In a statement, the IMF commended the Philippines after President Rodrigo Duterte signed Republic Act (RA) No. 10927 in July, paving the way for the inclusion of gambling operators – land-based, online, and shipboard – as well as junket operators as ‘covered persons’ under the country’s Anti-Money Laundering Act (AMLA).
“The [IMF] welcomes the recent amendment to the AML law to include casinos,” the IMF said.
The international lender, however, pointed out that “the AML/CFT framework could be strengthened further by amending the bank secrecy law and making tax evasion a predicate crime.”

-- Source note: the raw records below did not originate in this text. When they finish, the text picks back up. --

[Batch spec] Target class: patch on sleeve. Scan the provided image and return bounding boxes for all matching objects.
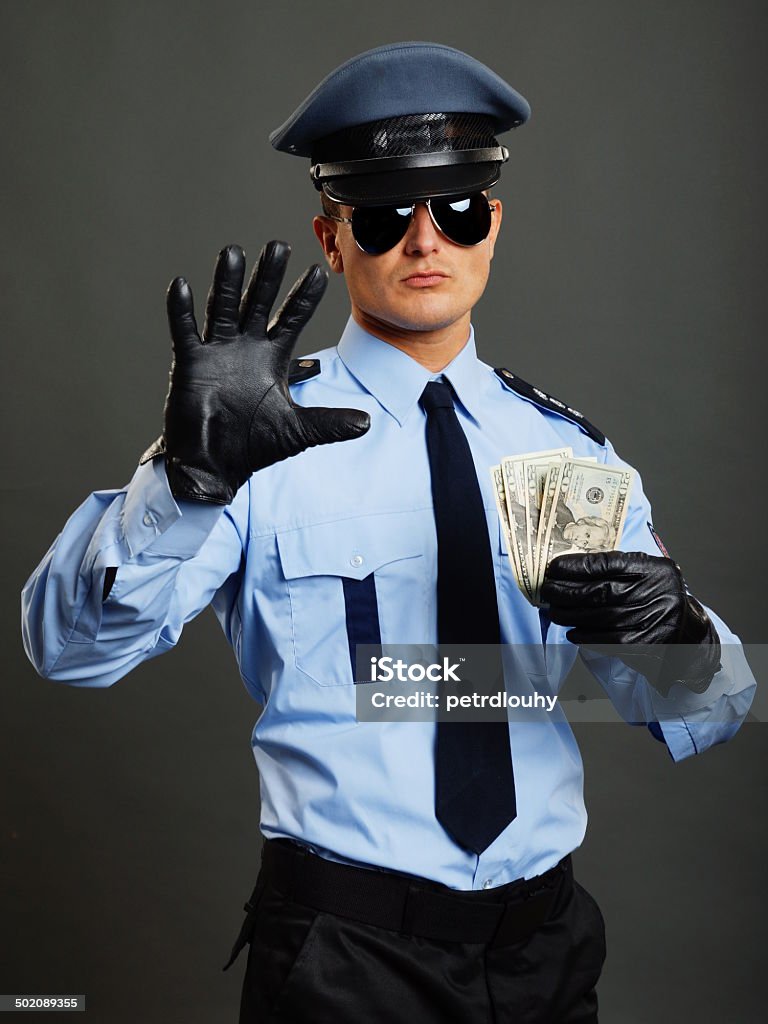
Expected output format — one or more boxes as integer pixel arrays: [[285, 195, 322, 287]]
[[288, 359, 321, 384], [648, 522, 672, 558], [494, 367, 605, 446]]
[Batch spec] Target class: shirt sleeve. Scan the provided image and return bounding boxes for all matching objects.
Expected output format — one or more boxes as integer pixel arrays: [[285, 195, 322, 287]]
[[580, 441, 756, 761], [22, 459, 248, 686]]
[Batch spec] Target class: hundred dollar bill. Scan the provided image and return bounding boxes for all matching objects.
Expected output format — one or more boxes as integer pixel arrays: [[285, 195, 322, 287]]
[[534, 459, 635, 602], [501, 445, 573, 601], [519, 445, 573, 592], [490, 466, 534, 600]]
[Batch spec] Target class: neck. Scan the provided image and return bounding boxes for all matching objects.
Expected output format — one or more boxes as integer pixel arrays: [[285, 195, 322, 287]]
[[352, 306, 470, 373]]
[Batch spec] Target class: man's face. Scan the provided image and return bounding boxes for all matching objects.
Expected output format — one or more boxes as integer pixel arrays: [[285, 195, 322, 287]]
[[314, 192, 502, 335]]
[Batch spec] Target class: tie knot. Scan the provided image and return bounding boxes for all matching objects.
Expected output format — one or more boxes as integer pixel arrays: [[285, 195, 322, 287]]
[[419, 381, 454, 415]]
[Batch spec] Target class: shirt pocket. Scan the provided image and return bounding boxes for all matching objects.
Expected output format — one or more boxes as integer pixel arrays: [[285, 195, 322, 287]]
[[276, 513, 434, 686]]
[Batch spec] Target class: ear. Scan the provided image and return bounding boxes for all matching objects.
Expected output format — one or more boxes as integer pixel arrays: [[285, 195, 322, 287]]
[[488, 199, 502, 259], [312, 216, 344, 273]]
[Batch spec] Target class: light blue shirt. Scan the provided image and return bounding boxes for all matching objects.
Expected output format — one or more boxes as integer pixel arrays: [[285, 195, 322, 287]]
[[23, 321, 755, 890]]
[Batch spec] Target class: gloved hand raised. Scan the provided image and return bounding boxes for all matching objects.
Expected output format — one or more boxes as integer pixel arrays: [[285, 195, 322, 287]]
[[542, 551, 720, 696], [140, 242, 371, 505]]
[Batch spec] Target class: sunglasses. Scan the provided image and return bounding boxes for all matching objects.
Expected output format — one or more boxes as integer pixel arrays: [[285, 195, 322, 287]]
[[329, 193, 496, 256]]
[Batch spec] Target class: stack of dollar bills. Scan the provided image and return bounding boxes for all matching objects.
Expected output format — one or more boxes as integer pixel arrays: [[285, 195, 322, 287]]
[[490, 447, 635, 605]]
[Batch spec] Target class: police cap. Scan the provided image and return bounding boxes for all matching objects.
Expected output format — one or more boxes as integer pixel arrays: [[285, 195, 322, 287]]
[[269, 42, 530, 206]]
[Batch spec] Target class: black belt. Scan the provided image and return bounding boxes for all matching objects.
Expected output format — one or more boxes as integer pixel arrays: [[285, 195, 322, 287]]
[[224, 839, 572, 970]]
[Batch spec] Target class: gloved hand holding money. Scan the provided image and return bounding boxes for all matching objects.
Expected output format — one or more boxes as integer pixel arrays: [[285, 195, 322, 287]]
[[490, 447, 720, 696]]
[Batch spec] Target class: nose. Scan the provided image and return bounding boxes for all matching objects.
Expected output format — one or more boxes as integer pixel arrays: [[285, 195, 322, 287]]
[[406, 203, 440, 256]]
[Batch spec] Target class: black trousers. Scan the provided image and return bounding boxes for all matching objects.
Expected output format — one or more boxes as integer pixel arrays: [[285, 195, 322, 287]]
[[230, 840, 605, 1024]]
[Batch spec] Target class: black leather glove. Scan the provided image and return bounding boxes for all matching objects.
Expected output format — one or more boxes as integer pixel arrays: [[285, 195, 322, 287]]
[[140, 242, 371, 505], [542, 551, 720, 696]]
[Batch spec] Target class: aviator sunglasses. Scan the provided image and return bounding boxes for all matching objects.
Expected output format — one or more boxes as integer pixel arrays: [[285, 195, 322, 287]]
[[329, 191, 496, 256]]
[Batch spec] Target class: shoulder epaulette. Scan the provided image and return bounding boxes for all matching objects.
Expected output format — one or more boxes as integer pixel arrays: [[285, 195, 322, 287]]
[[288, 359, 319, 384], [494, 367, 605, 444]]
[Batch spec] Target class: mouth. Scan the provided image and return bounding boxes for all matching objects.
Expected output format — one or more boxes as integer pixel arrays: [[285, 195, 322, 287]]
[[402, 270, 449, 288]]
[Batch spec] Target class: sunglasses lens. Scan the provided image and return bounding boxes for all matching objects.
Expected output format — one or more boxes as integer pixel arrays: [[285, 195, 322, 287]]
[[431, 193, 490, 246], [352, 206, 412, 256]]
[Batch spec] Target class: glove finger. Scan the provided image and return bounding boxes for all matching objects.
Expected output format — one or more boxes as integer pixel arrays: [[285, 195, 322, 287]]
[[565, 627, 631, 643], [546, 551, 648, 582], [547, 604, 615, 631], [203, 246, 246, 342], [296, 406, 371, 444], [267, 263, 328, 354], [542, 578, 634, 608], [166, 278, 200, 355], [240, 239, 291, 338]]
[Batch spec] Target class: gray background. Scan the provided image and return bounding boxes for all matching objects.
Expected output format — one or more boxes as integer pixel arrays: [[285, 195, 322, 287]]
[[0, 0, 768, 1024]]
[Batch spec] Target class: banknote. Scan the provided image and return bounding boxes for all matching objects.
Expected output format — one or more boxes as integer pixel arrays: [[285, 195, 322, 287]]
[[490, 466, 534, 601], [502, 445, 573, 598], [490, 446, 634, 604], [534, 459, 635, 602]]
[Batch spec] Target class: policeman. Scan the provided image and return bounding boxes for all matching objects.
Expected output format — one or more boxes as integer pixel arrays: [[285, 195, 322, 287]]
[[23, 43, 754, 1024]]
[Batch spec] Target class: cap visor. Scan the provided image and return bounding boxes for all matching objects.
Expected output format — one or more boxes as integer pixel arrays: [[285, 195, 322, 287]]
[[323, 162, 501, 206]]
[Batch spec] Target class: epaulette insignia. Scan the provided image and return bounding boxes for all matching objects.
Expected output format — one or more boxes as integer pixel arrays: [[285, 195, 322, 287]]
[[494, 367, 605, 444], [288, 359, 319, 384]]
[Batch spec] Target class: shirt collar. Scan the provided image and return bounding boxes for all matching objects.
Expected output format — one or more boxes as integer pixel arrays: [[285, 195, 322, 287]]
[[337, 316, 482, 426]]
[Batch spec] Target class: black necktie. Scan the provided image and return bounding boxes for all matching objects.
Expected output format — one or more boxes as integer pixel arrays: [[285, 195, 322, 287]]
[[420, 381, 516, 854]]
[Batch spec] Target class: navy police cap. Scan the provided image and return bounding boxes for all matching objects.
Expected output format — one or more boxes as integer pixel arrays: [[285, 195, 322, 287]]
[[269, 42, 530, 205]]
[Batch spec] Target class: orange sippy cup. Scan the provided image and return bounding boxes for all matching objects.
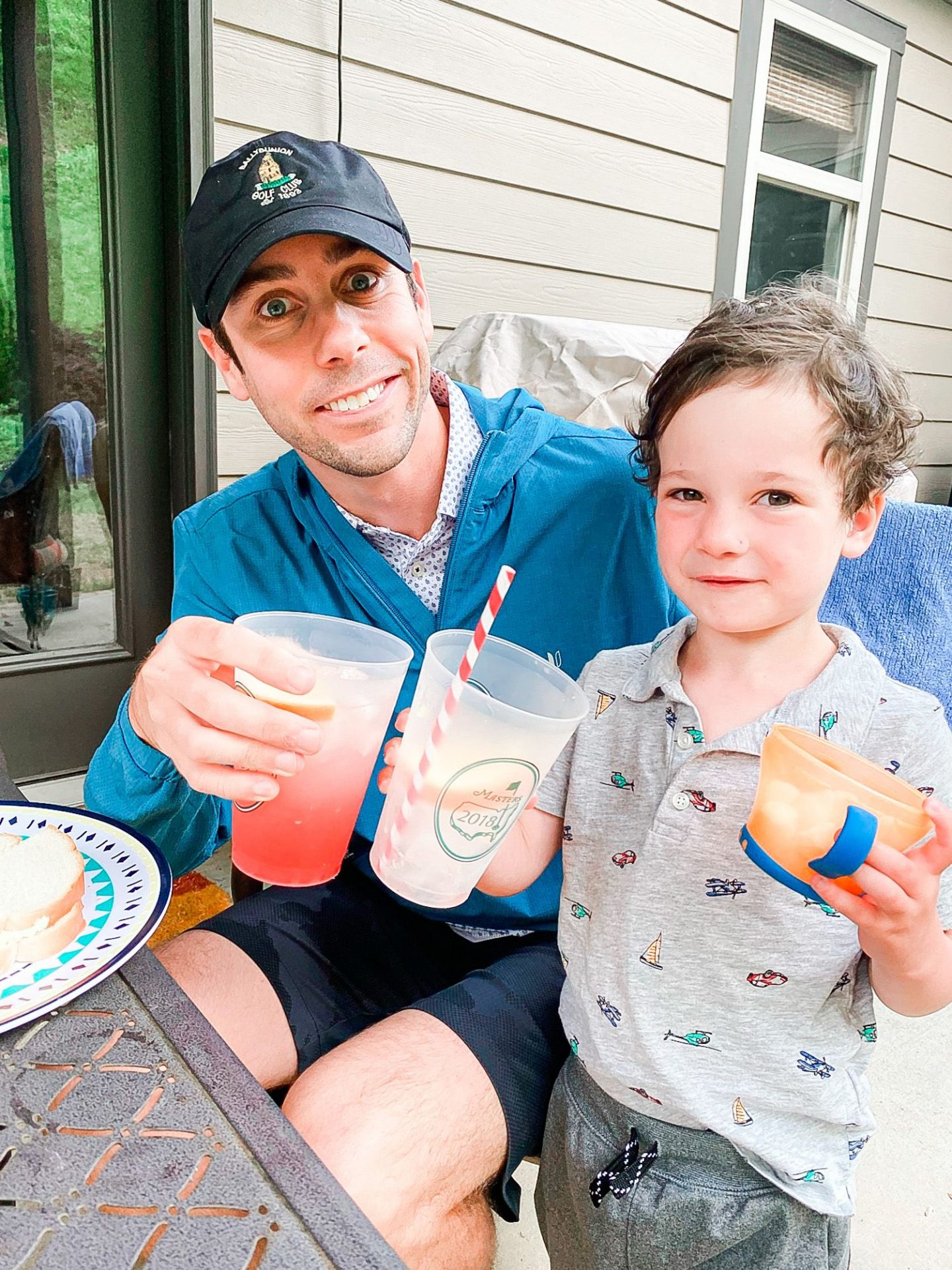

In 2013, the Financial Action Task Force removed the Philippines from the list of vulnerable jurisdictions or the so-called “grey list” as it recognized the country’s effort against dirty money.
The group, however, enjoined the Philippines to “work with the [Asia Pacific Group on Money Laundering] as it continues to address the full range of AML/CFT issues identified in its Mutual Evaluation Report, in particular, regulating the casino sector in the Philippines for AML/CFT purposes and making it subject to AML/CFT requirements.”
At first, Philippine lawmakers were reluctant to include casinos under the AMLA due to the country’s desire not to impede the growth of its new integrated resort industry.
But their position on the issue took a 180 degree turn after the 2016 Bangladeshi bank heist – in which $81m of stolen cash was funneled through the Philippine gaming industry.
Under the amended AMLA, gaming operators must now report any single casino cash transaction that involves an amount of more than PHP5 million (US$100,000) or its equivalent in any other currency.
Last month, the AMLC issued a 23-page implementing rules and regulations that will require casinos to put in place “sound risk management policies” to stem the flow of illicitly obtained cash.